Avogadro's Hypothesis states that equal volume of gases at the same temperature and pressure contain equal number of molecules. One mole of gas occupies $24.0\,dm^{3}$ or $(24,000\,cm^{2})$, therefore the volume per mole of a gas is $24\,dm^3mol^{-1}$. The number of moles of a gas can be calculated with:
$$n = \frac {v}{24}$$

## Moles in Solutions

In a solution, a solute is dissolved into a solvent. The concentration of a solution is the amount of solute dissolved per unit volume.
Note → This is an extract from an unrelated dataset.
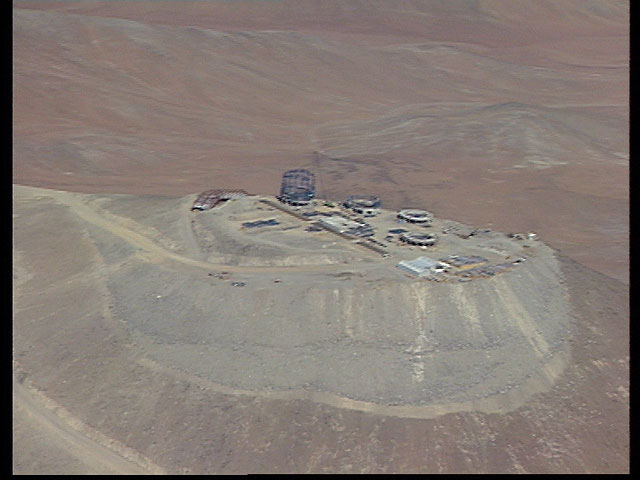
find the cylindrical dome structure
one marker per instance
(298, 187)
(415, 216)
Concentration is measured in $mol\,dm^{-3}$. For example, a solution with a concentration of $4\,mol\,dm^{-3}$ has 4 moles of solute in every $dm^{3}$ of solution.
$$n = c \times v$$

## Standard Solutions

Standard solutions have known concentrations. They are often used in titrations in order to determine unknown information about another substance.
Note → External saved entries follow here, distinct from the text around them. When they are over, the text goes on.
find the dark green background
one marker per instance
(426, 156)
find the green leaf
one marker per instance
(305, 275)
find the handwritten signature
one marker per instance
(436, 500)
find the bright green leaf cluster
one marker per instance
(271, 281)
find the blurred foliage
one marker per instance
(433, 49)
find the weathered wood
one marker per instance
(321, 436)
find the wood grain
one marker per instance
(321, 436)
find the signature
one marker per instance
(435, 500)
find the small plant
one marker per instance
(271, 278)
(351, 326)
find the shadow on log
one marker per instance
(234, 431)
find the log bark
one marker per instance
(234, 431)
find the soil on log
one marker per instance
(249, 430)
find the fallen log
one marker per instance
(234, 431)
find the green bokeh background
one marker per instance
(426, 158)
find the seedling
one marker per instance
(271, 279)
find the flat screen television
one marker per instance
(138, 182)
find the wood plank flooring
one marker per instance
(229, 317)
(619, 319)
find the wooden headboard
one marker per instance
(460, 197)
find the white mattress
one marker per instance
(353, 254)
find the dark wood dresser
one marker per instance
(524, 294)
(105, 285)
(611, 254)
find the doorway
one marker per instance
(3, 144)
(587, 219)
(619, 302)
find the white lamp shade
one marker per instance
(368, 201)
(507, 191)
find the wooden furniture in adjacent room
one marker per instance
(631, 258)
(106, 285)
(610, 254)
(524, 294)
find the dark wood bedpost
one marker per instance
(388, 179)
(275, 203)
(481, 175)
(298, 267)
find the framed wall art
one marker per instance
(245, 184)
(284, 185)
## Reacting Quantities and Stoichiometry

In chemistry, stoichiometry studies the amount of substances involved in a chemical reaction.

### Reacting Masses

Potassium reacts with chlorine to form 3.925g of potassium chloride:
$$2K_{(s)} + Cl_{2(g)} \rightarrow 2KCl_{(s)}$$
1. First, calculate the amount in mol of $KCl$:
$$mol = \frac {mass}{M_{r}} \hspace3ex \frac {3.925}{39.1+35.5} = 0.05\,mol$$
2. Calculate the moles of K and Cl that would form 3.925g of $KCl$.
\eqalign{ 2K_{(s)} &+\,Cl_{2(g)} \rightarrow 2KCl_{(s)} \\ 2\,mol &+\,1\,mol \rightarrow 2\,mol \\ 0.05 &+\,0.025 \rightarrow 0.05}
3. Finally calculate the masses of $K$ and $Cl_{2}$.
$$K: 0.05 \times 39.1 = 1.95g \\ Cl: 0.025 \times 71 = 1.775g$$

### Reacting Masses and Gas Volumes

A student heated $2.55g$ of potassium nitrate, $KNO_{3}$, which decomposes in the equation:
$$2KNO_{3(s)} \rightarrow 2KNO_{2(s)} + O_{2(g)}$$

What volume (in $cm^{3}$) of oxygen is formed?
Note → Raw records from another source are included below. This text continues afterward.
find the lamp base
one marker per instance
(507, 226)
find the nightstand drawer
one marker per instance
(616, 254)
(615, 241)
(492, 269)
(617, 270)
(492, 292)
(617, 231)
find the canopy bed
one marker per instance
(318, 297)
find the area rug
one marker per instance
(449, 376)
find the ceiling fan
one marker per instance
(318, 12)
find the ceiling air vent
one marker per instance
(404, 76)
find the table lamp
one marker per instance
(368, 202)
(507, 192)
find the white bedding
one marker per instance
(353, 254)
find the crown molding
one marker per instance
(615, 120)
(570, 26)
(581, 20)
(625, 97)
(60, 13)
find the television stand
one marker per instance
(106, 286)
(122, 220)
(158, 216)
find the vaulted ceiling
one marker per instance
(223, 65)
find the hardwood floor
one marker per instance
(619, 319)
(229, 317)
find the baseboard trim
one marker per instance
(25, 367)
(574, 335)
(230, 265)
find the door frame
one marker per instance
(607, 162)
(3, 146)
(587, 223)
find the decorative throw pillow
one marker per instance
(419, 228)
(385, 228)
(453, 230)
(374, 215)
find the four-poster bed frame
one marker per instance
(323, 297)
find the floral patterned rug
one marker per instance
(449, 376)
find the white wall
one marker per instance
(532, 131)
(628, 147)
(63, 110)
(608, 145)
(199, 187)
1. First calculate the amount, in mol of $KNO_{3}$ that decomposed.
$$mol = \frac {mass}{M_{r}} \hspace3ex \frac {2.55}{101.1} = 0.025\,mol$$
2. Calculate the amount of $O_{2}$ that formed.
\eqalign{ 2KNO_{3(s)} &\rightarrow 2KNO_{2(s)} + O_{2(g)} \\ 0.025 &\rightarrow 0.025 + 0.0125}
3. Calculate the volume of $O_{2}$ that formed.
\eqalign{ volume &= mol \times concentration \\ volume &= 0.0125 \times 24000 \\ &= 300\, cm^{3}}

### Reacting Masses, Gas and Solutions

A chemist reacted $0.23g$ of potassium with water to form $250cm^{3}$ of aqueous potassium hydroxide. Hydrogen gas was also produced. The equation is shown below:
$$2K_{(s)} + 2H_{2}O_{(l)} \rightarrow 2KOH_{(aq)} + H_{2(g)}$$
1. Calculate the amount, in mol of $K$ that reacted.
$$mol = \frac {mass}{M_{r}} \hspace3ex \frac {0.23}{39.1} = 0.0058\,mol$$
2. Calculate the moles of $H_{2}$ formed.
\eqalign{ 2K_{(s)} + 2H_{2}O_{(l)} &\rightarrow 2KOH_{(aq)} + H_{2(g)} \\ 0.0058 + 0.0058 &\rightarrow 0.0058 + 0.0029 }
3. Calculate the volume of $H_{2}$ formed at RTP.
\eqalign{ volume &= mol \times 24 \\ volume &= 0.0029 \times 24 \\ &= 0.096\,dm^{3}}
4. Calculate the concentration, in $(moldm^{-3})$ of $KOH_{aq}$.
volume = 0.25dm^{3} \\ \eqalign{ concentration &= \frac {mol}{volume} \\ &= \frac {0.0058}{0.25} \\ &= 0.235 mol}